Kızıl Odanın Rüyası I. Cilt
“Özel bir kumaş olmasa da olur.” dedi Wang Hanım. “İlk eline gelen kumaştan iki boy alıp küçük kuzenine elbise diktirebilirsin. Bu akşam unutma da birisini gönderip aldır.”
“Gönderdim bile.” dedi Xifeng. “Kuzenimin bugünlerde geleceğini bildiğimden, her şeyi hazırladım. Malzemeler odanda onayını bekliyorlar. Uygun bulursan gönderilecekler, hanımefendi.”
Wang Hanım gülümseyip başıyla onayladı ama herhangi bir cevap vermedi.

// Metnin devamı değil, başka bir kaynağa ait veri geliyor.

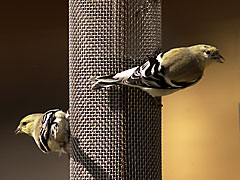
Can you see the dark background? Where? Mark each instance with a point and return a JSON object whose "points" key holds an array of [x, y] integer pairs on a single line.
{"points": [[200, 124]]}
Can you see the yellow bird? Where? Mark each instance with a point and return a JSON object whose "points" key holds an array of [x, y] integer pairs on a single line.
{"points": [[167, 72], [49, 130]]}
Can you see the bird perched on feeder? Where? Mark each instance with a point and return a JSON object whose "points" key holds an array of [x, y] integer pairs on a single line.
{"points": [[50, 130], [167, 72]]}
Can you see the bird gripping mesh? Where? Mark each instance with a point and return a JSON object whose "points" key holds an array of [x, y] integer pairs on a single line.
{"points": [[115, 132]]}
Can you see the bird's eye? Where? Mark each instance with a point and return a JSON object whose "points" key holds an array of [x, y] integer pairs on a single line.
{"points": [[24, 123], [208, 52]]}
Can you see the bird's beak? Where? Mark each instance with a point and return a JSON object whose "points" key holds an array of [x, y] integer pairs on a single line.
{"points": [[220, 59], [18, 130]]}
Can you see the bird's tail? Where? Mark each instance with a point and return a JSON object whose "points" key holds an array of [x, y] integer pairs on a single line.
{"points": [[104, 81], [112, 80]]}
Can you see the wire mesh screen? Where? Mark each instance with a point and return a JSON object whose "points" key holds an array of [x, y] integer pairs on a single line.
{"points": [[115, 132]]}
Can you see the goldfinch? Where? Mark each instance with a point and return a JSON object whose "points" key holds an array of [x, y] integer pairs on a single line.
{"points": [[167, 72], [49, 130]]}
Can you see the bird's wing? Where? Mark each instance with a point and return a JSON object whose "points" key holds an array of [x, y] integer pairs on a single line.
{"points": [[152, 75], [47, 121]]}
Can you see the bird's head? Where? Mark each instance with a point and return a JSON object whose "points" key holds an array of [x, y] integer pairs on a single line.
{"points": [[208, 53], [27, 124]]}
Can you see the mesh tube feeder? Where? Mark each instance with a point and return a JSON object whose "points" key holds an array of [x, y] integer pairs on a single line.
{"points": [[115, 132]]}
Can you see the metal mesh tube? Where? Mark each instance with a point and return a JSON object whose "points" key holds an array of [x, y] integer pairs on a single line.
{"points": [[115, 132]]}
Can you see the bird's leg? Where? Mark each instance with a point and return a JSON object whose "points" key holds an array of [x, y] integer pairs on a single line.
{"points": [[157, 101]]}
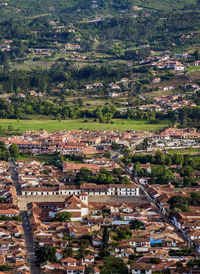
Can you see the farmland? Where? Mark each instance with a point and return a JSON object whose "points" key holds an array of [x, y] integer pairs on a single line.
{"points": [[55, 125]]}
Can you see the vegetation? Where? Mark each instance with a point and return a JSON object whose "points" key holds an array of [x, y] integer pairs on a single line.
{"points": [[114, 265], [62, 216], [5, 267], [184, 251], [54, 125], [14, 218], [46, 253], [116, 176]]}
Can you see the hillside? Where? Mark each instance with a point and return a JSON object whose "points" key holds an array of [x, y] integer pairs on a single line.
{"points": [[29, 8]]}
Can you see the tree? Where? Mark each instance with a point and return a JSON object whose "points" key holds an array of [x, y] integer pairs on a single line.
{"points": [[14, 151], [105, 238], [62, 216], [67, 252], [136, 224], [114, 265], [46, 253]]}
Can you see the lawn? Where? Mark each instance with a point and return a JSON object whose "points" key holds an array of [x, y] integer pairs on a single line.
{"points": [[54, 125], [189, 150]]}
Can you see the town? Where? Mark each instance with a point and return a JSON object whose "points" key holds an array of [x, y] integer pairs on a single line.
{"points": [[82, 201]]}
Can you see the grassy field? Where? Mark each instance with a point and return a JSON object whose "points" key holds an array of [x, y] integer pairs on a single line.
{"points": [[184, 151], [54, 125]]}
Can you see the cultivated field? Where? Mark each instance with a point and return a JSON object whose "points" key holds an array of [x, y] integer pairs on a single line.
{"points": [[55, 125]]}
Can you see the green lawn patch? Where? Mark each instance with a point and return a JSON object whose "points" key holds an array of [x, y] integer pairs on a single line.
{"points": [[54, 125]]}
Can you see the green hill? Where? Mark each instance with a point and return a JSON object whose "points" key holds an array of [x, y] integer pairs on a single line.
{"points": [[20, 8]]}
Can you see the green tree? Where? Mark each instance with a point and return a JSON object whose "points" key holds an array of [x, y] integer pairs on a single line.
{"points": [[62, 216], [14, 151], [113, 265], [46, 253]]}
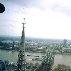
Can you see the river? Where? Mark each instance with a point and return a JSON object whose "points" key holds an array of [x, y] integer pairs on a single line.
{"points": [[12, 56]]}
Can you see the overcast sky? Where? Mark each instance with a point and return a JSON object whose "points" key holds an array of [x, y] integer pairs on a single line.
{"points": [[44, 18]]}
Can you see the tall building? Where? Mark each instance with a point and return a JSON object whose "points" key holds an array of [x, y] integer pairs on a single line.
{"points": [[21, 63]]}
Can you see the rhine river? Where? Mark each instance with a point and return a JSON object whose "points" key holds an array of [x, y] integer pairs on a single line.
{"points": [[12, 56]]}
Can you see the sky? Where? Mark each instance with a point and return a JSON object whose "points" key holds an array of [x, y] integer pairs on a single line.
{"points": [[44, 18]]}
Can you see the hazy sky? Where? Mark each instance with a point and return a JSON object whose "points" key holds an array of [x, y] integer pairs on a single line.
{"points": [[44, 18]]}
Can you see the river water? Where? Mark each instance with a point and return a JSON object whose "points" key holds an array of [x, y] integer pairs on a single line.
{"points": [[12, 56]]}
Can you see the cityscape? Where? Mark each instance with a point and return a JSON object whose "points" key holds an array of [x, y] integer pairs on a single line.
{"points": [[34, 54], [35, 35]]}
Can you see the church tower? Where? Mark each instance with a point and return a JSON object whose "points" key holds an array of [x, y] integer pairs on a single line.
{"points": [[21, 63]]}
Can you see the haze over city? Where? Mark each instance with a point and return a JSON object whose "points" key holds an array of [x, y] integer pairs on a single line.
{"points": [[44, 18]]}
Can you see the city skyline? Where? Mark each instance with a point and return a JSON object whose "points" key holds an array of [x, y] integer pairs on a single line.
{"points": [[44, 18]]}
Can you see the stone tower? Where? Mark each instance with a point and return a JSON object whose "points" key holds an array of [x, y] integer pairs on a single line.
{"points": [[21, 63]]}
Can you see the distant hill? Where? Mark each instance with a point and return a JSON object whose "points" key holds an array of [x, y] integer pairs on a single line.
{"points": [[17, 38]]}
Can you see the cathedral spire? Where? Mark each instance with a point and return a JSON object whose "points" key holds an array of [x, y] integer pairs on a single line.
{"points": [[21, 63]]}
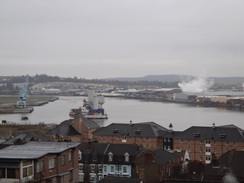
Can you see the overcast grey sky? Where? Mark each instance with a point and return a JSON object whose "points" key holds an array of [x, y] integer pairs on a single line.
{"points": [[121, 38]]}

Yiyecek-içecek servisi kaldırılmıştı, Büyük Hanımefendi Shi iki dadıdan Daiyu’yü dayılarını görmeye götürmelerini istedi. Bunun üzerine Jia She’nın karısı Xing Hanım ayağa kalktı.
“Yeğenimi ben götürürüm, bu daha uygun olur!” dedi gülümseyerek.
“Çok güzel.” diye kabullendi Büyük Hanımefendi Shi. “Sonra tekrar buraya gelmene gerek yok, eve gidebilirsin.”
Xing Hanım bunu onaylayıp Daiyu’ye Wang Hanım ile vedalaşmasını söyledi. Sonra hep birlikte onları giriş salonuna kadar geçirdiler. Birkaç hizmetkâr süslü kapının önüne yalıçapkını mavisi perdeli, açık mavi cilalı bir araba getirmişti. Xing Hanım Daiyu’yü elinden tutup arabaya bindirdi. Hizmetçiler perdeleri indirdiler ve taşıyıcılara arabayı kaldırmalarını söylediler. Genç taşıyıcılar arabayı kaldırıp açıklık alana götürdüler ve iki katır bağladılar. Batıdaki yan kapıdan çıkıp, doğuya doğru ilerleyerek Rong Konağı’nın ana girişini geçtiler, siyah boyalı büyük bir kapıdan girip merasim kapısına geldiler. Orada hizmetkârlar perdeleri kaldırdılar ve arabadan inen Xing Hanım Daiyu’yü elinden tutup avluya doğru yönlendirdi.
Daiyu bu binaların ve toprakların aslında bir zamanlar Rong Konağı’nın bahçesinin bir parçası olduğunu düşündü çünkü üç merasim kapısından geçtikten sonra, biraz küçük olsa da sanatsal ve eşsiz güzelliğe sahip salonları, verandaları ve üstü kapalı geçitleriyle ana binayı görmüştü. Bunlar geldikleri konağın azametli, etkileyici ve lüks mimarisine sahip olmasa da dekoratif ağaçlar, bitkiler ve taşlı yollar müthiş bir zevki yansıtıyordu.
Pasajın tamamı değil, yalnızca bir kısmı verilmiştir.